Print

Print


ATLAS SCCS Planning 12Dec2006
-----------------------------

  9am, SCCS Conf Rm A, to call in +1 510 665 5437, press 1, 3935#

Present: Richard, Charlie, Wei, JohnB, Randy, BillL, Booker, Gordon

Apologies: Len

Agenda:

1. DQ2 Status/Web Proxy

    This was suppose to be an upgrade but not heard anything (was to
    0.2.12).

    Talked to BobC. Currently only inside SLAC can see the web
    interface. Outside access would be needed to use dq2_get. BobC
    would like to get an iptables rule onto the machine. Patrick (of US
    ATLAS) said it is possible to upgrade apache if needed but very
    tricky, as requested by BobC. Wei will use iptables in the
    meantime.

    Have switched to using Wei's DN. Only ran for a few hours, Stephen
    probably shouldn't need to renew his proxy anymore.

2. Job Priorities

    New guideline from ATLAS if we want to implement it of 50:50
    between production and users. Currently this is actually the case
    as 100 shares are for production and 100 for other users.

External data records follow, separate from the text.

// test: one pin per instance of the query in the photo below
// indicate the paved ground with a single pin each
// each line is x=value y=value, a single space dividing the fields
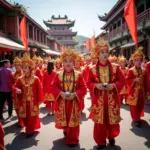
x=49 y=138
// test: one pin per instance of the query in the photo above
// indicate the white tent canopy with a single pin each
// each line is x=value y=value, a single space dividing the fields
x=128 y=45
x=8 y=43
x=50 y=52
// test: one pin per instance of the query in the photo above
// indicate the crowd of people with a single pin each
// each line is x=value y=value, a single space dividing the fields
x=62 y=84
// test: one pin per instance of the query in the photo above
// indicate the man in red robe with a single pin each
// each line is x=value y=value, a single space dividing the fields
x=105 y=82
x=148 y=81
x=16 y=75
x=58 y=65
x=35 y=70
x=78 y=67
x=30 y=94
x=136 y=87
x=1 y=138
x=47 y=80
x=124 y=69
x=69 y=89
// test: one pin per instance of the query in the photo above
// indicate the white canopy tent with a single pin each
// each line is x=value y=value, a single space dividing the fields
x=128 y=45
x=50 y=52
x=8 y=43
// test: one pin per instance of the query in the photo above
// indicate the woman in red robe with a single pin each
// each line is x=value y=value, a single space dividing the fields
x=47 y=80
x=136 y=87
x=105 y=83
x=123 y=92
x=58 y=65
x=30 y=94
x=1 y=138
x=16 y=75
x=148 y=81
x=78 y=67
x=69 y=89
x=35 y=70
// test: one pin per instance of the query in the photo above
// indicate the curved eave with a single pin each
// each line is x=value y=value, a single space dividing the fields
x=48 y=24
x=113 y=9
x=113 y=17
x=101 y=18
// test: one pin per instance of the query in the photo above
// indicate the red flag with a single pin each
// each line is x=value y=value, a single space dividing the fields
x=23 y=32
x=62 y=48
x=93 y=41
x=88 y=44
x=130 y=17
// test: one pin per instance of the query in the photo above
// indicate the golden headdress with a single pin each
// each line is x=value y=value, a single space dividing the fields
x=88 y=58
x=101 y=43
x=39 y=59
x=110 y=58
x=138 y=53
x=122 y=59
x=35 y=59
x=26 y=60
x=69 y=52
x=115 y=58
x=79 y=58
x=57 y=61
x=17 y=61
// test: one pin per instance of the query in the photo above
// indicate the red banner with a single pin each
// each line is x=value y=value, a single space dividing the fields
x=23 y=32
x=88 y=44
x=130 y=17
x=93 y=41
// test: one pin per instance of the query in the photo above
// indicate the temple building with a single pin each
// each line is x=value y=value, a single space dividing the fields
x=116 y=31
x=60 y=29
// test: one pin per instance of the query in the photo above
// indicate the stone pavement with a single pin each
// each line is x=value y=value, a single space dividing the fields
x=49 y=138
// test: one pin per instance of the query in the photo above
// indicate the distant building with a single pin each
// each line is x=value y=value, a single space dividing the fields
x=10 y=40
x=59 y=29
x=117 y=32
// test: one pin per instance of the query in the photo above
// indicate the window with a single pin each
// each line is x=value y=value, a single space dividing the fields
x=1 y=22
x=119 y=23
x=30 y=32
x=140 y=9
x=148 y=4
x=59 y=38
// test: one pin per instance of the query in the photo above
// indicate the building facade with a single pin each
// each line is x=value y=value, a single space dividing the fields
x=60 y=29
x=10 y=18
x=117 y=32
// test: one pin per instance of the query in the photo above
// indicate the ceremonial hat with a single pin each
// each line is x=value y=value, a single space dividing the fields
x=57 y=61
x=69 y=52
x=17 y=61
x=122 y=59
x=26 y=60
x=101 y=43
x=79 y=58
x=138 y=53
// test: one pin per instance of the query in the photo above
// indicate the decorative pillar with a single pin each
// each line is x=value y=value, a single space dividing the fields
x=33 y=33
x=148 y=48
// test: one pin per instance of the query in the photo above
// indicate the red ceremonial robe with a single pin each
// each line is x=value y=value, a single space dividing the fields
x=82 y=101
x=68 y=112
x=148 y=81
x=1 y=137
x=105 y=110
x=123 y=92
x=29 y=100
x=48 y=97
x=38 y=73
x=16 y=75
x=136 y=92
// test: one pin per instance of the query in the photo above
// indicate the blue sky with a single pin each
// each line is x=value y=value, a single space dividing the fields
x=83 y=11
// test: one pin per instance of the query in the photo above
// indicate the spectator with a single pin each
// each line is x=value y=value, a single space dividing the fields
x=5 y=88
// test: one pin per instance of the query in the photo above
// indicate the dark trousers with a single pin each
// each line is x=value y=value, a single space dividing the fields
x=6 y=96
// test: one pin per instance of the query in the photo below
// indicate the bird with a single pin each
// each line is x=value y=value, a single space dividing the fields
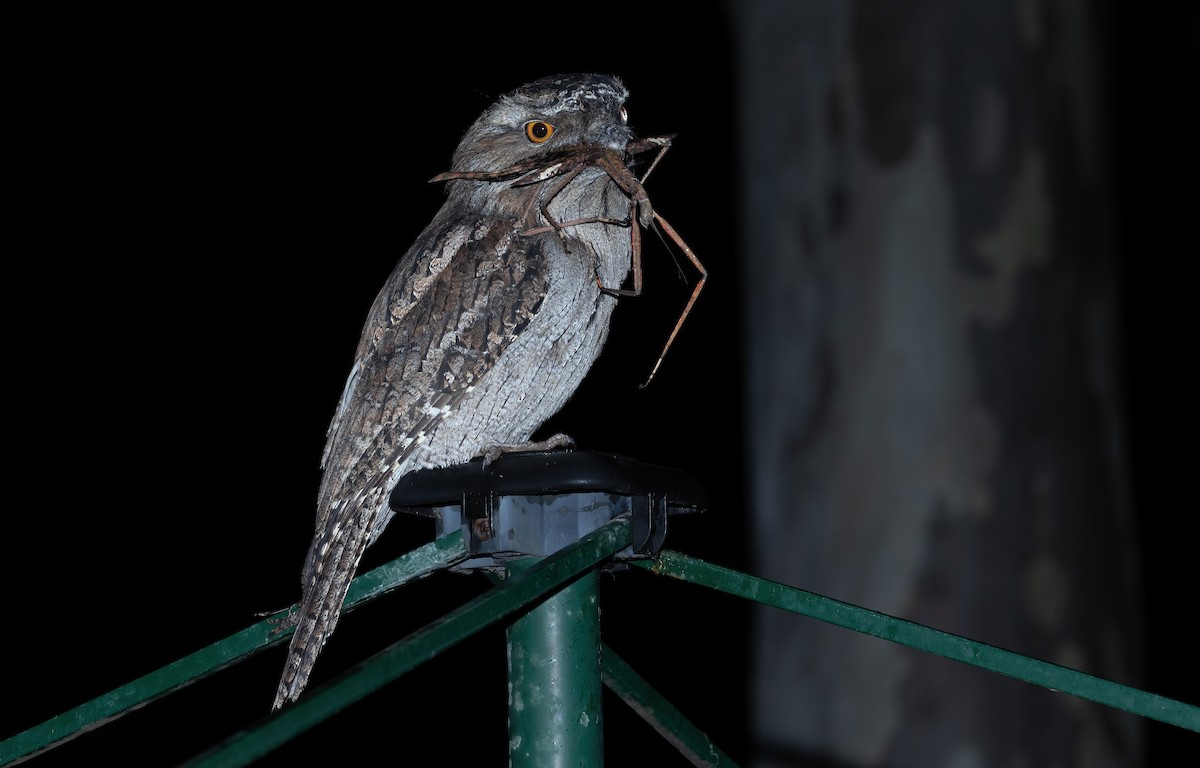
x=486 y=325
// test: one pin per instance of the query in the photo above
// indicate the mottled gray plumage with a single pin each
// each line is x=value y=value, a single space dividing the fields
x=485 y=328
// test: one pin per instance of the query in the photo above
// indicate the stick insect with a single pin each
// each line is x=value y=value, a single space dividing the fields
x=562 y=167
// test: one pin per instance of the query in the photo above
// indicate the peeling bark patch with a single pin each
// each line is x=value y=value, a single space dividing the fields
x=1047 y=593
x=889 y=79
x=1020 y=243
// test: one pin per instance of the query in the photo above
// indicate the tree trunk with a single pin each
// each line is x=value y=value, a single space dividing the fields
x=933 y=400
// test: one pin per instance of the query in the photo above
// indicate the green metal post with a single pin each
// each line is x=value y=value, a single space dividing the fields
x=555 y=695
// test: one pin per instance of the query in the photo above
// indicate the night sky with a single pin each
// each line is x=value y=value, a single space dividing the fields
x=215 y=204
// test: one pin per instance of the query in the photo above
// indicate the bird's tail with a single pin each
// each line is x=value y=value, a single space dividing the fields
x=329 y=569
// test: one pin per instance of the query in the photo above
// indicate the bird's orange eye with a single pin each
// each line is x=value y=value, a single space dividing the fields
x=538 y=131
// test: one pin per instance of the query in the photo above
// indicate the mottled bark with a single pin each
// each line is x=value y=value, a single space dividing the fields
x=933 y=399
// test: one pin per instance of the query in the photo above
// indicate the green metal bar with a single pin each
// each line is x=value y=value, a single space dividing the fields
x=555 y=695
x=924 y=639
x=419 y=647
x=259 y=636
x=660 y=713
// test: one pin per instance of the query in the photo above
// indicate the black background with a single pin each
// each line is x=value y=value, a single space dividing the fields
x=214 y=203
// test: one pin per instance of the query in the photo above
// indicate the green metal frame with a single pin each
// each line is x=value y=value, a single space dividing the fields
x=575 y=564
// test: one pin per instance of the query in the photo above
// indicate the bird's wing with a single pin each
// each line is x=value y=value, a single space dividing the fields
x=451 y=306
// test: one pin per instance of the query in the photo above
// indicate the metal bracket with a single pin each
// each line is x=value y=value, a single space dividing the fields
x=537 y=503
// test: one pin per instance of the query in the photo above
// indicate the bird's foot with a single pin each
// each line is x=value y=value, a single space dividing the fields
x=282 y=619
x=492 y=453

    Only one DN is mapped to the production group. Perhaps need to
    figure out how other users can be mapped to the ATLAS priority
    group.

    BobC thought that if a user was in multi-VOs their jobs should be
    mapped to different UNIX accounts depending which VO their job was
    for. However, we don't get enough information to determine which VO
    their job is for.

    For the moment leave it like it is (that user grid jobs end up in
    AllUsers and therefore low priority) and revisit it if (when?) it
    becomes an issue.

3. Power Outage

    Week long power outage is only a small subset of services so
    doesn't effect the whole lab. Outage was announced by Chuck on the
    28th November.

    It is effecting slight more than expected NFS wise, not completely
    clear why.

4  Tier-2 Hardware

    Very close to getting the orders out but it there are so many
    things going on that it probably won't happen. One example is the
    need to rebid the water cooled racks (which has lost 2-4 months of
    time). No point buying things if they can't be cooled.

    To get the power we need to run the ATLAS hardware we need to
    replace the nomas and toris. Those replacements need to be Rackable
    as those machines will come out of those racks. Trying to finish up
    the details on the Rackable order and also put together the order
    to Sun. This will probably end up being the first week in
    January. Don't believe this puts the ATLAS Tier-2 money in jeopardy
    but the continuing resolution might put all unspent money at
    risk. It seems that House and Congress leaders have decided to have a
    Continuing Resolution for the rest of the Financial Year.

5. AOB

    - UTA Tier-2 Meeting

    Most important deliverable requested by Jim Shank was an evaluation
    of what the Tier-2s can deliver through 2012. It should be based
    on a one year slippage from everything they planned. Wei will be
    responding to this based on a spreadsheet from Richard. Need to
    define what the definition of a machine is.

    Every site gave a site report on operations issues and their
    purchasing plans. Andy also gave a talk on xrootd. The sites seemed
    quite interested in this as dCache doesn't seem to function
    anywhere except for BNL. Need to figure out what the next steps in
    making xrootd working with the ATLAS distribution system. Not clear
    that ATLAS will use xrootd. Some people are beginning to see a need
    for such a beast but it is taking a while to penetrate fully. If we
    don't get xrootd working we will need to use something like dCache.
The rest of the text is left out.